Canada’s currency advanced 0.4 percent to 98.71 cents per U.S. dollar at 5 p.m. in Toronto. One Canadian dollar buys $1.0131.
The Standard & Poor’s 500 Index rose 0.4 percent while futures on crude oil, Canada’s biggest export, added 0.7 percent to $103.75 in New York.
An hourly close below 99.02 cents means there’s “a short-term shift in sentiment at hand” and the Canadian dollar will likely appreciate to as much as 98.68 cents by the end of April, George Davis, chief technical analyst for fixed-income and currency strategy at Royal Bank of Canada’s RBC Capital Markets unit, said via e-mail.
“The break below 99.02 appears to have shifted sentiment back into the bearish camp over the short-term,” Davis said, referring to views for the U.S. dollar. “Despite the razor-thin margins we’ve seen, there’s a good chance we could test this low over the next week.”
Canadian 10-year government bonds were lower, pushing the yield up three basis points, or 0.03 percentage point, to 2.07 percent. The price of the 3.25 percent securities maturing in June 2021 lost 29 cents to C$109.76.
Canadian 10-year bond yields are trading 10 basis points above comparable U.S. securities. The so-called spread was 10 basis points below at the end of last month. Canada’s federal government bonds have lost 0.5 percent this year, according to a Bank of America Merrill Lynch index.
Implied volatility for one-month options on the Canadian dollar versus the greenback decreased to 7.3 percent, compared with 7.5 percent yesterday. It reached 6.75 percent on March 19, the lowest level since June 2007.
Implied volatility, which traders quote and use to set option prices, signals the expected pace of currency swings. Lower volatility tends to favor higher-yielding currencies such as the Canadian dollar.
The loonie was the second-best performing currency this month after the yen on speculation Canada may become the only Group of Seven country to raise interest-rates this year. Policy makers said April 17 the removal of stimulus is “appropriate” in light of inflation and economic growth stronger than the bank’s earlier projections.
Bank of Canada Governor Mark Carney has held rates steady at 1 percent since September 2010 as he gauges the effect of the euro-zone debt crisis on the domestic economy, which relies for about a third of its output on exports.
“We still have the positive-rate story,” said Geoff Kendrick, head of European currency strategy at Nomura Holdings Inc., by phone from London. “We’ve gone marginally off the tail-risk-type story. There’s still news about that, but really the more big-picture driver is likely to be growth this year.”
Carney was quizzed by lawmakers today about rising home prices and consumer debt and said that families should use “caution” because borrowing costs will rise.
The average home price is about 4.75 times income today, compared with a historical average of 3.5 times, he told the House of Commons Finance Committee today in Ottawa.
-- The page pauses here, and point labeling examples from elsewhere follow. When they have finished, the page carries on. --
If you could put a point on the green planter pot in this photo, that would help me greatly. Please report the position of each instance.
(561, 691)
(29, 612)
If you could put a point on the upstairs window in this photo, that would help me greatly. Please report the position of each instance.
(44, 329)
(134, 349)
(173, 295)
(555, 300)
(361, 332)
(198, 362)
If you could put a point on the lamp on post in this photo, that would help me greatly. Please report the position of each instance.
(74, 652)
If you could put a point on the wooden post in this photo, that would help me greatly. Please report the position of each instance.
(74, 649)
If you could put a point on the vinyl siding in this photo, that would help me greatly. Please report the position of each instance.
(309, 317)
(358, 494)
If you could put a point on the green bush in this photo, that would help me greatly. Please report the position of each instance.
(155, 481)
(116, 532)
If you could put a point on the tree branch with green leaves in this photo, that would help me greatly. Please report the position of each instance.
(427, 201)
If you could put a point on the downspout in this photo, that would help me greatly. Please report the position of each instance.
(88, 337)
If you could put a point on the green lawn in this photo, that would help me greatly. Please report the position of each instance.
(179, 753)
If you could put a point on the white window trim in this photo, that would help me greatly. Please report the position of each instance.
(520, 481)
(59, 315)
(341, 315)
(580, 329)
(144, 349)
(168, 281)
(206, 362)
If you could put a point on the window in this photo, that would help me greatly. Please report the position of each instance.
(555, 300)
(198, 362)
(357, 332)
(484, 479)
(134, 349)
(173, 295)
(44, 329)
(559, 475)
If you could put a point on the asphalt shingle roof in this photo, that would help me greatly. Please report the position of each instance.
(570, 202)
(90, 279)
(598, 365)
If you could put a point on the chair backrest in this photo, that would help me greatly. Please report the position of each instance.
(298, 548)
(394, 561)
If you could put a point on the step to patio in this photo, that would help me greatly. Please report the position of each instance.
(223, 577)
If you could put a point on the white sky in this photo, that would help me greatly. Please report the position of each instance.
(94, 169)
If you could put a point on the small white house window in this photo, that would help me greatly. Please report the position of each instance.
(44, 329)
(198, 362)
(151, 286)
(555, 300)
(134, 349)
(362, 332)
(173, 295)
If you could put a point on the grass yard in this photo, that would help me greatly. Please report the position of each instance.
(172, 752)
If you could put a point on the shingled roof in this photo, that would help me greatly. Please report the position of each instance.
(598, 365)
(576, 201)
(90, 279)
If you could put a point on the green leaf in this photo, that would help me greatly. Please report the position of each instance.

He also said that in some housing markets “valuations are firm,” declining to repeat a lawmaker’s use of the word “bubble.”
Retail sales decreased 0.2 percent to C$38.9 billion ($39.3 billion) in February, Statistics Canada said today in Ottawa. Economists surveyed by Bloomberg News forecast a 0.1 percent increase, based on the median of 23 projections.
The retail sales numbers “provided a bit of a bounce” for the U.S. dollar versus the Canadian dollar, said Matt Perrier, Toronto-based director of foreign exchange at Bank of Montreal, in a telephone interview. “The numbers came in weaker than expected. We’re still in the broader range of 98.50 cents to C$1.0050.”
The currency has oscillated in a 2-cent range between 98.42 cents and C$1.0054 since the end of January. It will appreciate to 98 cents by the end of 2012, according to the median of 40 forecasts compiled by Bloomberg News.